Wednesday, August 29, 2012

Ketchikan, Part II

Click here for Part I.

Even the most seemingly mundane aspects of an area can be interesting when they're so different from what you're used to, like mushrooms ...

... and slugs!  We saw lots of these black ones, and they were big -- at least three inches long.  Couldn't get the kids to pick any of them up.

I walked right by this moss-covered tree without thinking of shooting it.  Then Danelle mentioned that she thought it looked cool, so I snapped one token photo.  I'm glad I did!

Did I mention I found the slugs interesting?  These two are especially gross, with their convincing imitation of dog poop and slime trail.
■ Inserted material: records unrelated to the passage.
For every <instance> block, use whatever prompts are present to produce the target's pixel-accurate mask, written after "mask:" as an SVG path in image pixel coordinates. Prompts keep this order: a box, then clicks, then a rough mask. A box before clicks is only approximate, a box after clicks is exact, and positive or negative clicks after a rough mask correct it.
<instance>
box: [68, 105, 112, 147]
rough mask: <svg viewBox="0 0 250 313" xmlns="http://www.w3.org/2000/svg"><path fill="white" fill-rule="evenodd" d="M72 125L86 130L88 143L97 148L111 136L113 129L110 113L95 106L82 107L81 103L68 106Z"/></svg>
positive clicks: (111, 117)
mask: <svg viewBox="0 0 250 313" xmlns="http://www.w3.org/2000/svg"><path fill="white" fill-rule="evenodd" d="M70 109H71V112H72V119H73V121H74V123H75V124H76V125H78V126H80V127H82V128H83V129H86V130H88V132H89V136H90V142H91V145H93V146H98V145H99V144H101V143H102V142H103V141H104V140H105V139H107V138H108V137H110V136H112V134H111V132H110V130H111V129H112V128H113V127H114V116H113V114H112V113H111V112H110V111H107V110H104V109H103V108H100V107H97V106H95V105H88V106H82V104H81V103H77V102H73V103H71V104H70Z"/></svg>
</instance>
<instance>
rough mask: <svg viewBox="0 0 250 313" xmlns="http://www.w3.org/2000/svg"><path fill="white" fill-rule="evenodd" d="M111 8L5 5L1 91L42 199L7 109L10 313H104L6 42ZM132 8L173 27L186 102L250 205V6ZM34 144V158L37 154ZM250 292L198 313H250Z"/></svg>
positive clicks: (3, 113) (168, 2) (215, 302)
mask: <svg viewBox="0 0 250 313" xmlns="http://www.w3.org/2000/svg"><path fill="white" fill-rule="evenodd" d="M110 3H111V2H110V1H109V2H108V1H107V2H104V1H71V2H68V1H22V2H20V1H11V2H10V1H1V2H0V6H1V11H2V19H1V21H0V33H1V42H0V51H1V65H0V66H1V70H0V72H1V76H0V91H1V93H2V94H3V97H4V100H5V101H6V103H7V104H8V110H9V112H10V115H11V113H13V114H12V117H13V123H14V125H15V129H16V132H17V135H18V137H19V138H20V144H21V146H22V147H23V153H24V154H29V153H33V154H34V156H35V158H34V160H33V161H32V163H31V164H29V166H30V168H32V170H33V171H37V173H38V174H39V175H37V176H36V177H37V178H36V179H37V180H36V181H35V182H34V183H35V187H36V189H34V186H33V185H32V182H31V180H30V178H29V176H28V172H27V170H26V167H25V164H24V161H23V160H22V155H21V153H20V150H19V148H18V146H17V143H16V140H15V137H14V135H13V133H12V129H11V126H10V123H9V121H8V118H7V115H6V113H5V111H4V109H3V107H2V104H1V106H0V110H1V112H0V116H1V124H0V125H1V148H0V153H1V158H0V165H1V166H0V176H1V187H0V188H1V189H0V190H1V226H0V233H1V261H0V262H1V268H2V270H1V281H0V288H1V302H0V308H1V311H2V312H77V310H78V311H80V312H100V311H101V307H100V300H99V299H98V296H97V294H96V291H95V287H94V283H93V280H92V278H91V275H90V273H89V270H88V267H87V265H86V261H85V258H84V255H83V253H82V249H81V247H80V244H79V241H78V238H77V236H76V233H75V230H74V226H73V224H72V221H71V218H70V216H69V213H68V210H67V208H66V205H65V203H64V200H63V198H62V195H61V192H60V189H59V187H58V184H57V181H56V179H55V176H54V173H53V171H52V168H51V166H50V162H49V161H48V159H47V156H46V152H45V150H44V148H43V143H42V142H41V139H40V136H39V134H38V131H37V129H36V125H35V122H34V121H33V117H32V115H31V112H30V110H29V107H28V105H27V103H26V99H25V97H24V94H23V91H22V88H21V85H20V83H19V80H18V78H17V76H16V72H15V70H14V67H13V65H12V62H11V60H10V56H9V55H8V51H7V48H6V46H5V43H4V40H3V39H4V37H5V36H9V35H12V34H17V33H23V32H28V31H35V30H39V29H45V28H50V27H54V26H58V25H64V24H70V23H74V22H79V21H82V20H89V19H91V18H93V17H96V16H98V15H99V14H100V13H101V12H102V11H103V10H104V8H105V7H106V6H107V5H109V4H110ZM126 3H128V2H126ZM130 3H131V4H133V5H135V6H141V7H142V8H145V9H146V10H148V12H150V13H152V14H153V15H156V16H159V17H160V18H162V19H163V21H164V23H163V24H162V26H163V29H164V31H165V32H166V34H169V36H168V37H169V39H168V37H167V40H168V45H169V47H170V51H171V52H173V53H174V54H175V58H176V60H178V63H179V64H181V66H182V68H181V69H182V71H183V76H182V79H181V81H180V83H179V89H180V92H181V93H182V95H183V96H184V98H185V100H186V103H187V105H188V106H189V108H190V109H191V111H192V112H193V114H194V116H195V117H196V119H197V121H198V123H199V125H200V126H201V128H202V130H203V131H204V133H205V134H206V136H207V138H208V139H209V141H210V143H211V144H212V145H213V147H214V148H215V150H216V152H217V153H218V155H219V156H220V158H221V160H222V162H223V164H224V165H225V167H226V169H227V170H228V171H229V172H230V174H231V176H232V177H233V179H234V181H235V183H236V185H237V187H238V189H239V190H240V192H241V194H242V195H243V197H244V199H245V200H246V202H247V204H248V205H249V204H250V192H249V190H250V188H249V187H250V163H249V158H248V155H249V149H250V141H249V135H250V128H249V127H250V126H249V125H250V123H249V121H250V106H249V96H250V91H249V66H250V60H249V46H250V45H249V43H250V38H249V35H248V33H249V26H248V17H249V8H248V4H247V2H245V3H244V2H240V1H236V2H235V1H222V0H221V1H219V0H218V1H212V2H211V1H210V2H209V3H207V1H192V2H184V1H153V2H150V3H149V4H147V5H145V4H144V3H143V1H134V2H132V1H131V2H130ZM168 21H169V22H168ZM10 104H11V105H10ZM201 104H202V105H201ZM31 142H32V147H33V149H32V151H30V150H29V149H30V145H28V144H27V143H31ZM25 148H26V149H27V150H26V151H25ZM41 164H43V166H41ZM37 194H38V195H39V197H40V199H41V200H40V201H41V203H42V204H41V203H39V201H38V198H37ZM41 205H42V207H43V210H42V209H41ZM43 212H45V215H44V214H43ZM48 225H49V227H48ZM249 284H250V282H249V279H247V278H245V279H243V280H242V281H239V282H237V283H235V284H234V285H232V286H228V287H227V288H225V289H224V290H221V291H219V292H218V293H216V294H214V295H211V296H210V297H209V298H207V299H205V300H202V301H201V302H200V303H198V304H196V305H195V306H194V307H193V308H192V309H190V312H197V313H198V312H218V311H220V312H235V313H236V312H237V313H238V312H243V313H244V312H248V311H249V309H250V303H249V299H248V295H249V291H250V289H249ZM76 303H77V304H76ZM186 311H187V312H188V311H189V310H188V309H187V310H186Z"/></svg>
On to slightly more appealing subjects -- the totems at Potlatch Park.  This is where having a local guide really came in handy.  I had downloaded a Southeast Alaska travel app for my iPhone that recommended three different options for checking out totems in the Ketchikan area, and this place wasn't included.  And it was fantastic.

Lots of great authentic totems, and since our guide Tracy was a native herself we also got to hear interesting details and local folklore.

I've enjoyed the native art style of the Pacific Northwest ever since I read The Mystery at Devil's Paw as a young boy.  The totem pole on the cover always intrigued me.

I saved most of my Hardy Boys and Tom Swift books from my youth, but haven't been able to get Zak interested in any of them.  Same with my old sports cards, although he will occasionally read some of my old comic books.  Guess I'll just have to wait and see if I ever have a grandson. :)

Slaves were depicted very generically on the totems, as if to strip them of their identities.  I thought a monochrome shot even further reinforced their lack of individuality -- almost dehumanization.  "It puts the salmon in the basket ..."

As Danelle and Taryn went to explore the gift shop I had one of those moments that reminds me why I try to carry my camera so often.  We stumbled upon some beautiful foxgloves, a flower that doesn't grow wild in Colorado.

The striking petals, water droplets and faint line of spider silk running along the stalk made one of my last pictures from our trip one of my favorites!